Search code examples
pythonsparqlwikidata

Given a list of Wikidata identifiers, is there a way to find which ones are directly related using Python and/or SPARQL?


I have a list of Wikidata IDs and I want to find which of those are subclasses (P279) of others.

Let's suppose I have the list in pseudocode ["Q42" (Douglas Adams) , "Q752870" (motor vehicle) , "Q1420" (motor car), "Q216762" (hatchback car) ].

I'm trying to find a way to process this list and have as output something like:

[("Q752870", "Q1420")("Q1420","Q216762")] with the subclass pairs.

I could iterate the list and run a custom SPARQL queries for each pair, in pseudocode:

subclass_pairs = []
for a in list:
   for b in list:
     if custom_query_handler(a,b):
        subclass_pairs.append((a,b))

But this implies a very large number of SPARQL requests.

How to do this in a single SPARQL request? Is there any other solution possible?

`


Solution

  • While writing, I figured out the solution.

    A SPARQL query like (for direct links)

    SELECT * WHERE
    {
      
      VALUES ?a {wd:Q42 wd:Q752870 wd:Q1420 wd:Q216762} .
      VALUES ?b {wd:Q42 wd:Q752870 wd:Q1420 wd:Q216762} .
    
      ?a wdt:P279 ?b . 
      }
    

    or like (for direct and indirect links)

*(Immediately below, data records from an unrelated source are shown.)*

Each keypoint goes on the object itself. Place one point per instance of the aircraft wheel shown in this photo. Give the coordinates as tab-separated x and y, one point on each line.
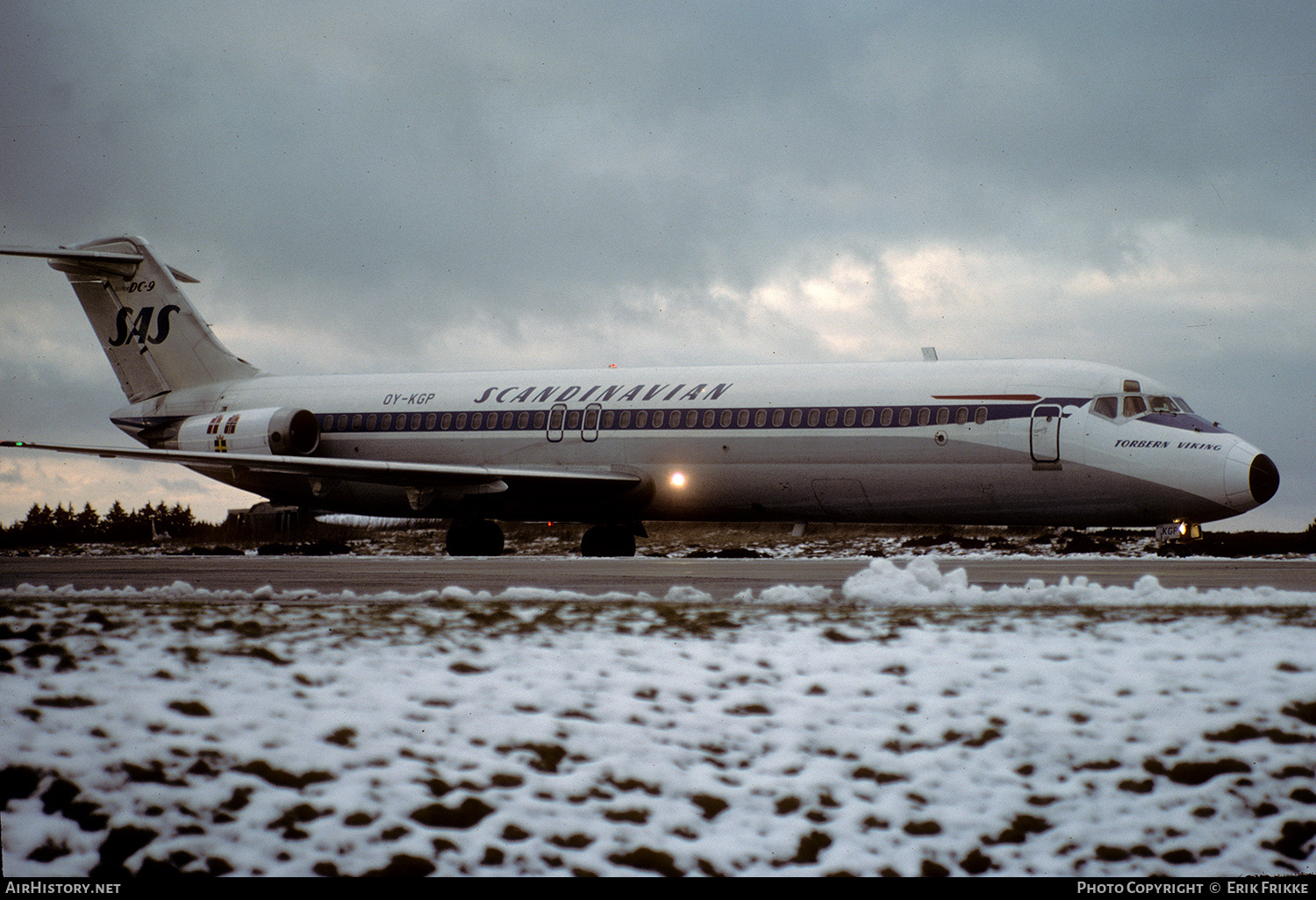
608	541
476	539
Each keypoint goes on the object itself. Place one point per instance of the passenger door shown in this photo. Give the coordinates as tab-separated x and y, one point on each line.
1044	437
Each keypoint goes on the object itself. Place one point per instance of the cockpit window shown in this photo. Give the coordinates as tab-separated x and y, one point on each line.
1108	407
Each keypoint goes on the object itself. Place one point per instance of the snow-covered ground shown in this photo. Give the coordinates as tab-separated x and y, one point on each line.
915	725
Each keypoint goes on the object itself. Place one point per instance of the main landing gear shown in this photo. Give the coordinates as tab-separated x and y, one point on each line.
474	537
608	541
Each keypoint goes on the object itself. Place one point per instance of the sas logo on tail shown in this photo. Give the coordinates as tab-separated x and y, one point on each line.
141	326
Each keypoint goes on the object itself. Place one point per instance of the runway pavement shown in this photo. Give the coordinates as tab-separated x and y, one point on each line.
719	578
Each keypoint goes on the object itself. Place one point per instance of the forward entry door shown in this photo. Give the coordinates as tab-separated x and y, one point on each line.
1044	437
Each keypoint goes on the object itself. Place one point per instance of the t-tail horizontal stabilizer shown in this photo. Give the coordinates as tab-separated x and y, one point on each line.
147	326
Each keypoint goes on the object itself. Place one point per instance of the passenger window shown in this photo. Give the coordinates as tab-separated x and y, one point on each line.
1107	407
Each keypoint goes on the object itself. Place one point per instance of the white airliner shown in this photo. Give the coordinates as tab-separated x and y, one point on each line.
1002	442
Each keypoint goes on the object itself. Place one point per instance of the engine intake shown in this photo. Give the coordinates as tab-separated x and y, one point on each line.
279	432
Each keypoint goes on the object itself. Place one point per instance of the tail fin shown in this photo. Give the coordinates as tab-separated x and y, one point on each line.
147	326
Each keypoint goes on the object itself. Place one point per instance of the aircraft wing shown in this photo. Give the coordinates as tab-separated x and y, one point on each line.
476	479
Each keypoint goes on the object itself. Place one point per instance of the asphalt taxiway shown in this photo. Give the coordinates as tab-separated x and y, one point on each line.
719	578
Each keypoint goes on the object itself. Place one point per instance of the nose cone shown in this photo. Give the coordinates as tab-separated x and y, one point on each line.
1262	478
1250	478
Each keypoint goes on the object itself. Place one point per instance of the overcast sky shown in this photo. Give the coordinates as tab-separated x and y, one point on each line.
416	187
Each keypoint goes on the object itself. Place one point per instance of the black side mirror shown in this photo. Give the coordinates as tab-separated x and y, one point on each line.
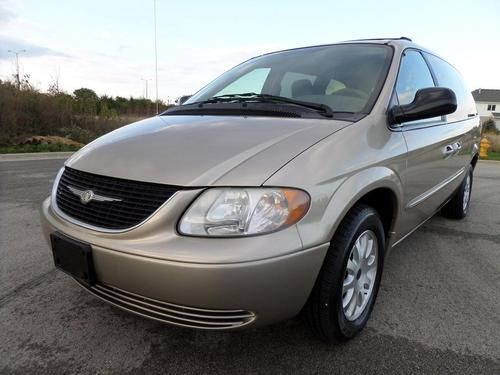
429	102
183	99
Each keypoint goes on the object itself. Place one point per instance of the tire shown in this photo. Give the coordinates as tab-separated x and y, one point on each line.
324	311
458	207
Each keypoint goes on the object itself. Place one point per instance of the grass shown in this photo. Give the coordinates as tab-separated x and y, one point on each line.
57	147
493	156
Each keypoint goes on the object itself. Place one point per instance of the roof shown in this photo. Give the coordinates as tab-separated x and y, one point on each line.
486	95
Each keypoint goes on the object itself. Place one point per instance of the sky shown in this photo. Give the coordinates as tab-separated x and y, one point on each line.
108	45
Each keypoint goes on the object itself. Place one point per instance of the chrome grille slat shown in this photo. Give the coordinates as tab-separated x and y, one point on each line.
172	313
167	310
138	200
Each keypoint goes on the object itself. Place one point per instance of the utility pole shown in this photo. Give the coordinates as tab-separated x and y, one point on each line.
146	81
17	52
156	61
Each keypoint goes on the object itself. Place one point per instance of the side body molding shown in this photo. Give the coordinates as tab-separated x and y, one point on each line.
344	193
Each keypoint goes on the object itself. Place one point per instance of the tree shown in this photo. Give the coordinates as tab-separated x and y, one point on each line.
86	101
489	126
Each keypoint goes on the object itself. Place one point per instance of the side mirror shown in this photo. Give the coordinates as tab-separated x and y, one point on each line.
182	99
429	102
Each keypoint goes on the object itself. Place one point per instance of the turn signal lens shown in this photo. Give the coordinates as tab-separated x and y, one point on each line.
221	212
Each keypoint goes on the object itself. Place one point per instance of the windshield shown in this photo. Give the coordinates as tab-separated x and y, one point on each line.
345	77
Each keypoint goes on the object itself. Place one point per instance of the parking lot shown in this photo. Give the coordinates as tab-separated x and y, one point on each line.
438	309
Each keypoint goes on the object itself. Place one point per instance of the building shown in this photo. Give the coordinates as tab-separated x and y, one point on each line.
488	104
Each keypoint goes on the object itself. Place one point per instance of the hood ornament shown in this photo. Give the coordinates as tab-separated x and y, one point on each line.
87	196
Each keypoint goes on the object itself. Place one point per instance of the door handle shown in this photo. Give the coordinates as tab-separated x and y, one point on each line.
452	149
448	151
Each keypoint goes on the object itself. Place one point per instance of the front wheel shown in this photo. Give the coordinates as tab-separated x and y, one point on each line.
345	291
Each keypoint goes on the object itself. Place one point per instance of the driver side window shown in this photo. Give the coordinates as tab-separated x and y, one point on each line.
413	76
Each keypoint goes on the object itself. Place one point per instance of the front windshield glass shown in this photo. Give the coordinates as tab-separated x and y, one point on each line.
345	77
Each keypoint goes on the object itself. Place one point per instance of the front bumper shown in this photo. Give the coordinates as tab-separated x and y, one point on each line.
179	280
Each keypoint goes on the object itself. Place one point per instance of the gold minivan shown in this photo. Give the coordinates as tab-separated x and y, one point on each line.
278	188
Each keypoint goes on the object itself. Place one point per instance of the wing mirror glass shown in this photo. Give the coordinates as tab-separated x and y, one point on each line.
429	102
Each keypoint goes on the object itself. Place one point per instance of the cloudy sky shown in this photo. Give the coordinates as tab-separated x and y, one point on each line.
108	45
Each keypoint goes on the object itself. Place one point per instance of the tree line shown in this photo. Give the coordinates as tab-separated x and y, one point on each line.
81	116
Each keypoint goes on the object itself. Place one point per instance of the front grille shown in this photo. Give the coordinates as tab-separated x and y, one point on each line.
131	202
192	317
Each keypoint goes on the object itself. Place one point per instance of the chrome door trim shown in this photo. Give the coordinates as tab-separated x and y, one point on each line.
419	199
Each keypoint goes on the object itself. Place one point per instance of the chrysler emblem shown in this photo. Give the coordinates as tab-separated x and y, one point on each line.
87	196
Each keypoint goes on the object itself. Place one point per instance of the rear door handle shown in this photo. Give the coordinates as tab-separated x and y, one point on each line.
452	149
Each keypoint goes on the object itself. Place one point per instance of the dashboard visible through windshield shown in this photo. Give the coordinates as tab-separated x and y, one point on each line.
344	77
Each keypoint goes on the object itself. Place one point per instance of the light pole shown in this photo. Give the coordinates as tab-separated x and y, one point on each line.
156	61
17	52
146	82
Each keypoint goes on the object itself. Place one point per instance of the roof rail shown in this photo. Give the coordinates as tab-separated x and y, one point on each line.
400	38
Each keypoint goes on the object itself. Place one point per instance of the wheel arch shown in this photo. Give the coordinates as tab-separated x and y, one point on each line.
379	187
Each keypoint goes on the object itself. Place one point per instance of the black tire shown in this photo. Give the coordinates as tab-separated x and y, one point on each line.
324	312
456	208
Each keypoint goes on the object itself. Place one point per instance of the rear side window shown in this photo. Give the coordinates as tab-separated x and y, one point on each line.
413	76
447	76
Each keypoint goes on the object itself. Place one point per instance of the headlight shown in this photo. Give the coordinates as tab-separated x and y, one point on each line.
223	212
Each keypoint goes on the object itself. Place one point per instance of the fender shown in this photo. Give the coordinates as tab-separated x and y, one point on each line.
345	193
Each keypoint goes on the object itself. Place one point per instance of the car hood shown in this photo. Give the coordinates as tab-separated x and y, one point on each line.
202	150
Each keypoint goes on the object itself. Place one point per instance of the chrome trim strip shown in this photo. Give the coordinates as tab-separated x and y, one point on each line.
53	205
410	232
120	293
419	199
197	325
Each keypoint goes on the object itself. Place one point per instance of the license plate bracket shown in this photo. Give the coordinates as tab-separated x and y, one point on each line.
73	257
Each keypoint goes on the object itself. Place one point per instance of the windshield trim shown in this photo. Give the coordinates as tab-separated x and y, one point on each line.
371	101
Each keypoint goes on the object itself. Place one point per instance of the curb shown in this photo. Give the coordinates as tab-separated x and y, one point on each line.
35	156
488	161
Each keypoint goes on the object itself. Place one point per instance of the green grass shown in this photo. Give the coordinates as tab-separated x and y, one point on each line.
58	147
493	155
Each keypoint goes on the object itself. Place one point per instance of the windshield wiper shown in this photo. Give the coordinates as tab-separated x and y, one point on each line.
267	98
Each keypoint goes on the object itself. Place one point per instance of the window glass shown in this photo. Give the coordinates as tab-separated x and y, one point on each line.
345	77
293	84
252	81
447	76
334	86
413	76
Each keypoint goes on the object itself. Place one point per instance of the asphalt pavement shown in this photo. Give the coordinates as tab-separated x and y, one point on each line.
438	310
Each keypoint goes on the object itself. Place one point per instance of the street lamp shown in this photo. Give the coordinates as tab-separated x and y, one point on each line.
17	52
146	82
156	61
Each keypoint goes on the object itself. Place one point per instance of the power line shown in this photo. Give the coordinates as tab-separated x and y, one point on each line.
156	61
17	52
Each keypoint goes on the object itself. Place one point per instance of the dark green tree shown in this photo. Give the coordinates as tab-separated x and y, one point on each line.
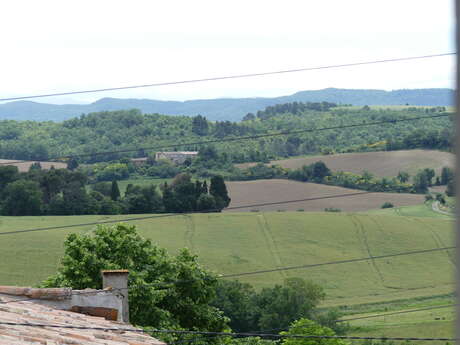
72	164
450	191
115	191
421	182
200	125
185	304
429	175
307	327
218	190
22	198
446	175
403	176
8	174
282	304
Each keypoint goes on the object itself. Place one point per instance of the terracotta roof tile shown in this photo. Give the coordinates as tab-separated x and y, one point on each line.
29	312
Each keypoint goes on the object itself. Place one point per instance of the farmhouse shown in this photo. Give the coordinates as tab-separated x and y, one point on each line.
86	316
177	157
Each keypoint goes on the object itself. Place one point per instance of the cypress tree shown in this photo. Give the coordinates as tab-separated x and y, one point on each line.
115	192
219	191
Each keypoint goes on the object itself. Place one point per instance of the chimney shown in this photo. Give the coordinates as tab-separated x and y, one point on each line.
118	279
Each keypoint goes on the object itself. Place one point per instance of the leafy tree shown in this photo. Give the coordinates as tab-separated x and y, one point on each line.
8	174
105	188
72	164
143	199
236	300
387	205
304	326
206	202
447	174
35	166
429	173
421	182
152	301
22	198
282	304
440	198
200	125
450	191
115	191
403	176
249	117
219	191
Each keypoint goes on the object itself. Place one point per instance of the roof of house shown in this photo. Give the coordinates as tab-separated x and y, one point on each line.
14	308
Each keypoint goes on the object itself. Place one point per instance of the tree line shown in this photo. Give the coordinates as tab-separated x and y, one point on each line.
318	172
176	292
66	192
128	129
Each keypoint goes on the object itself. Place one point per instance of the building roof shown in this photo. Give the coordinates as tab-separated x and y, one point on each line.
14	309
179	152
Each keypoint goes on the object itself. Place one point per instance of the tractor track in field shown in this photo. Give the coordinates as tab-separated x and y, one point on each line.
189	232
270	242
361	233
438	241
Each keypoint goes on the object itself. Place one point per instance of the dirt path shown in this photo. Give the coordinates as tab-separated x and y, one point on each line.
270	241
435	207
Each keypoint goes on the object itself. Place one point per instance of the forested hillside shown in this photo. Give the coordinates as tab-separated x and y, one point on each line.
232	109
130	129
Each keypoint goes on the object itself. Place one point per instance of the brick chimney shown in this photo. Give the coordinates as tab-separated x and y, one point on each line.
118	280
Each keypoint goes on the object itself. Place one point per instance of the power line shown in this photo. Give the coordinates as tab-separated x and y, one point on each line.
399	312
237	76
423	251
205	142
180	214
225	334
307	266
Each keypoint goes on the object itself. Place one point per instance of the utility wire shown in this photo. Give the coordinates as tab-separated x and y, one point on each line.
180	214
237	76
205	142
307	266
399	312
263	335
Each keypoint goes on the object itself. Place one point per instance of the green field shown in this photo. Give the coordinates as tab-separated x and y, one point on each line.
423	210
240	242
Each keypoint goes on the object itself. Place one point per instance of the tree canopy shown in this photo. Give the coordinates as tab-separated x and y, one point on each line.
164	291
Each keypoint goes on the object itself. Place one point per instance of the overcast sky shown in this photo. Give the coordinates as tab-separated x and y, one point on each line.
58	46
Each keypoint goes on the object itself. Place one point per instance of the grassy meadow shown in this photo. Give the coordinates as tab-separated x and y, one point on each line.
381	163
240	242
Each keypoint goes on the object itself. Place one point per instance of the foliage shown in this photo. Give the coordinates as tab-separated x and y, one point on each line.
22	198
270	308
114	191
152	301
447	174
304	326
387	205
64	192
125	129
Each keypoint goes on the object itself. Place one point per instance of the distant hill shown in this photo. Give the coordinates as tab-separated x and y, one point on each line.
232	109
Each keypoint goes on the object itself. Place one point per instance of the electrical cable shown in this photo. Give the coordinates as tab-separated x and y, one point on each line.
180	214
196	143
225	334
410	58
399	312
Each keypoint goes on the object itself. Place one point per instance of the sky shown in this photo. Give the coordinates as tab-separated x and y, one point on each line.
59	46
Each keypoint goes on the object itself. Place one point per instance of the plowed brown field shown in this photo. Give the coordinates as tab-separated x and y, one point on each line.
266	191
24	166
383	164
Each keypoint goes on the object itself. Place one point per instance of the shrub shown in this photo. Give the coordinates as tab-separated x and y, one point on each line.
387	205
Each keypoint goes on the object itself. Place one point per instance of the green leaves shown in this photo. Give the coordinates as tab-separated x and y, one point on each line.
164	291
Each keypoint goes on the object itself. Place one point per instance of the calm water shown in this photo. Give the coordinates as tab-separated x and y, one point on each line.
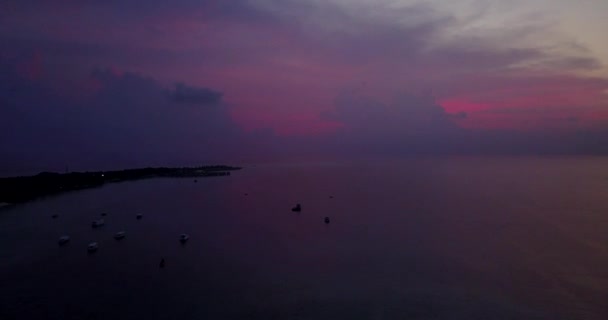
435	238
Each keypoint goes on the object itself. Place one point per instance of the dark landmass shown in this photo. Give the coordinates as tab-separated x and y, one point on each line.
22	189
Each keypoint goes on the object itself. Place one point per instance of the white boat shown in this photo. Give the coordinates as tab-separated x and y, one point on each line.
98	223
183	238
63	240
93	246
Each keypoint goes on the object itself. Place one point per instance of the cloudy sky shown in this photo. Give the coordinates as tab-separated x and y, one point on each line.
128	82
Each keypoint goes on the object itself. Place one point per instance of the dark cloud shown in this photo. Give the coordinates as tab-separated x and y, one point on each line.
193	95
126	121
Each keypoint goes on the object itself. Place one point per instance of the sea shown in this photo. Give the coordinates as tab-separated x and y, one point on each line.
410	238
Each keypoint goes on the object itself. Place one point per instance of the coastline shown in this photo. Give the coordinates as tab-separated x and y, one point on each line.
15	190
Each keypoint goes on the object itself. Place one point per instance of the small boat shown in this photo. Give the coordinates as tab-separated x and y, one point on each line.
98	223
92	247
63	240
183	238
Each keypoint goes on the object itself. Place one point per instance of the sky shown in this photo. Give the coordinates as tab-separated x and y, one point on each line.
87	83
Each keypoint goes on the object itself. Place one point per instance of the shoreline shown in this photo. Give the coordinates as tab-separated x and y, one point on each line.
14	190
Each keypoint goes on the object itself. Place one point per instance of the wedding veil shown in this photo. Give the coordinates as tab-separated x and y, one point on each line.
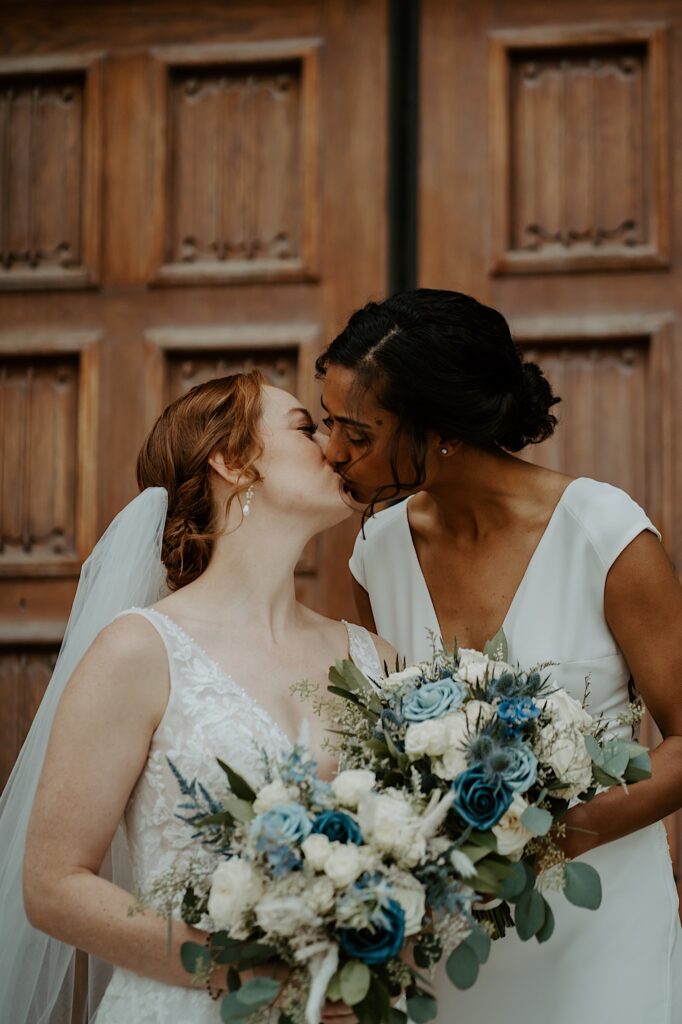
124	570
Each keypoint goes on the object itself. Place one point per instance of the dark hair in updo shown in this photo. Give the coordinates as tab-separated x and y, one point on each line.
220	416
445	364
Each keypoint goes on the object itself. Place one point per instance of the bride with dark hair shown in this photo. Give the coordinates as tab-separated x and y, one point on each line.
182	643
428	399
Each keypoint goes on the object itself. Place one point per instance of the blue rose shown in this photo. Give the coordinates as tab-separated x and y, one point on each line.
481	797
517	711
284	825
338	826
521	772
432	699
379	943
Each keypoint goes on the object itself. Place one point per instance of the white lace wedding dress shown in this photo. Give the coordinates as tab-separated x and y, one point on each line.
620	964
208	716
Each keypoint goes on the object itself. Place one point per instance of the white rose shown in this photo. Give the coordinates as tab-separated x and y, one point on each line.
478	714
463	864
451	764
565	710
343	864
236	888
426	737
316	849
412	896
273	794
320	894
473	666
398	679
350	785
511	833
285	914
389	822
562	749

    SELECT  DISTINCT * WHERE
    {
      
      VALUES ?a {wd:Q42 wd:Q752870 wd:Q1420 wd:Q216762} .
      VALUES ?b {wd:Q42 wd:Q752870 wd:Q1420 wd:Q216762} .
      FILTER (?a != ?b)
      ?a wdt:P279* ?b . 
      }
    

    returns a list of pairs exactly like I wanted. Then, it is just a matter of parsing in Python with something like SPARQLWrapper or wdcuration.

    A very large list will have to be split into chunks, as the SPARQL URLs might become too long.